None of the studies included in this systematic review assessed the subclasses of lipoproteins or Lp(a). However, a crossover trial including 31 women evaluated the effect of three different margarines, one of them containing 80% coconut oil, on plasma postprandial levels of some hemostatic variables and on fasting Lp(a). Data from only 11 subjects were evaluated, and there was a statistically significant reduction in Lp(a) in the margarine with coconut oil per se, and the total dietary composition (especially carbohydrates and total fat) was different between groups, which can influence the results [66]. New RCTs with higher methodological rigor are needed to confirm the potential of coconut oil in reducing Lp(a).

It is important to highlight that published meta-analyses about the topic included crossover studies with methodological limitations. In this meta-analysis, we only included crossover RCTs when it was possible to determine the order of the interventions and where the baselines and final averages of each arm were available. We then obtained the initial and final values of each outcome in each arm of the study before the participant was allocated to the other arm. This reduces the chance of the residual effects (carry-over) of the former intervention on the next one [36]. We contacted the authors of crossover studies and received these data from the authors of one study, which we included in our analysis [51]. In addition to that, we included two new RCTs [42, 49] that had not been included in the most recent meta-analysis [52].

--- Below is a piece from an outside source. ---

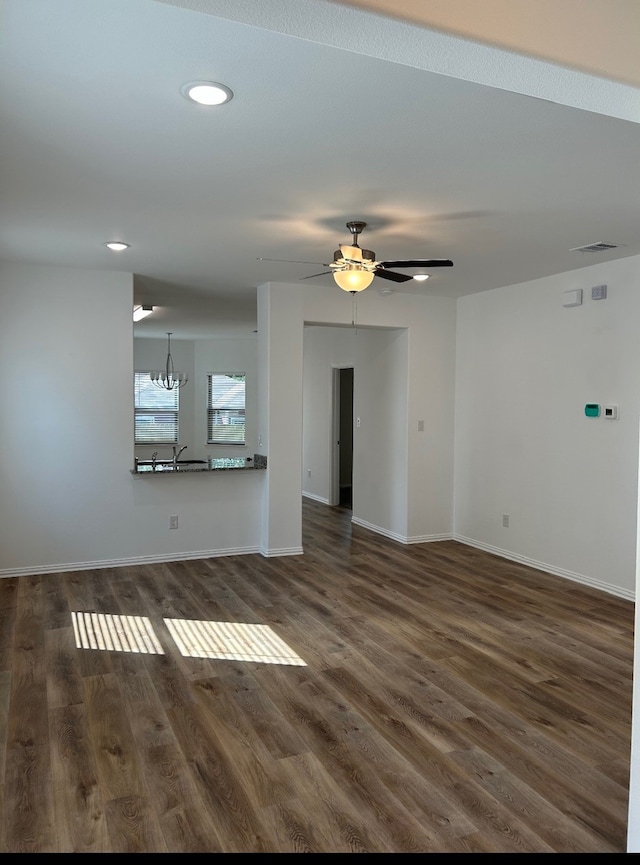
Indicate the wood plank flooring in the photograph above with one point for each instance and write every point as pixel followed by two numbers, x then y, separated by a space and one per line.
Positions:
pixel 445 701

This systematic review has some limitations. Generally, studies presented a small sample size with a short follow-up, which limits the analysis of the effects of a dietary intervention on cardiometabolic parameters. Therefore, the results must be interpreted with caution. Moreover, there was a limited number of studies analyzing the effect of the consumption of coconut oil on parameters other than lipid profile and body weight, such as body composition and glycemic and inflammatory profiles. The included studies also differ considerably from each other regarding population size and gender composition, time of follow-up, daily quantity of coconut oil consumed, type of coconut oil (virgin, extra virgin), product/vehicle for consumption (e.g.: as a capsule, as a supplement, heated as oil to cook with, or in preparations such as for muffins or crackers). Although this makes it difficult to compare different interventions, we were able to perform subgroup analyses comparing coconut oil with oils/fats with different fatty acid content in their compositions: SFA-, MUFA-, and PUFA-rich oils/fats. We also performed subgroup analyses according to the presence of other dietary interventions and/or physical activity, which may influence the effects attributed to coconut oil on the cardiometabolic parameters which were analyzed.

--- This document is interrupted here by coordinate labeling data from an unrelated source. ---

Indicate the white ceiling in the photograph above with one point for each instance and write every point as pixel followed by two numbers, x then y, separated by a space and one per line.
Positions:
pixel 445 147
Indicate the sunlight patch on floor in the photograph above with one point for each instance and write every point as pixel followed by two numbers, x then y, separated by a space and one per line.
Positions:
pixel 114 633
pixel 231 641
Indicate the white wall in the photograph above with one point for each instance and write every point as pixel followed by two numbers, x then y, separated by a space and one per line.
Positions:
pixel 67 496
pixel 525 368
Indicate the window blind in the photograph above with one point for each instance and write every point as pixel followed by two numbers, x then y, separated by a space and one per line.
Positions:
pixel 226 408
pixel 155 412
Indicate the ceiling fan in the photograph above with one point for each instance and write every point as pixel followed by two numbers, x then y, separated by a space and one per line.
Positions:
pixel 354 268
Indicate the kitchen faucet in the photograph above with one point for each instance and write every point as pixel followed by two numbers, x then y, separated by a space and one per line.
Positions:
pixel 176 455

Up until now, the scientific community has lacked studies with a long-term follow-up and with a significant number of participants that evaluate the effect of coconut oil consumption on cardiovascular outcomes.

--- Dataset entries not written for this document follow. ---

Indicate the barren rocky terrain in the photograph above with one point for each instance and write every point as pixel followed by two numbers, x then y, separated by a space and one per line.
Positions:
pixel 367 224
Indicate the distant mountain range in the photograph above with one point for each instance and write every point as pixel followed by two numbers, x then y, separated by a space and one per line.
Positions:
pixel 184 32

Conducting new RCTs examining cardiovascular safety comparing coconut oil with PUFA- and MUFA-rich oils evaluating traditional markers does not seem to be justifiable even though coconut oil is part of the diet in South Asian countries [20,21,22]. Moreover, in Western countries, stimulating the consumption of SFA-rich oils to the detriment of PUFA- and MUFA-rich oils may lead to an excessive intake of SFAs in populations that already have a diet rich in them [69].

Conclusions

The dietary consumption of coconut oil instead of the consumption of PUFA- and MUFA-rich oils with well-established cardio-protective effects should not be encouraged in societies that are not used to consuming it. Moreover, educational strategies should be implemented to make populations, especially those used to consuming coconut oil, aware of the potential risks related with this intake. These populations should also be informed and encouraged to replace it with cardio-metabolically healthy options linked with a reduction in rates of CVD.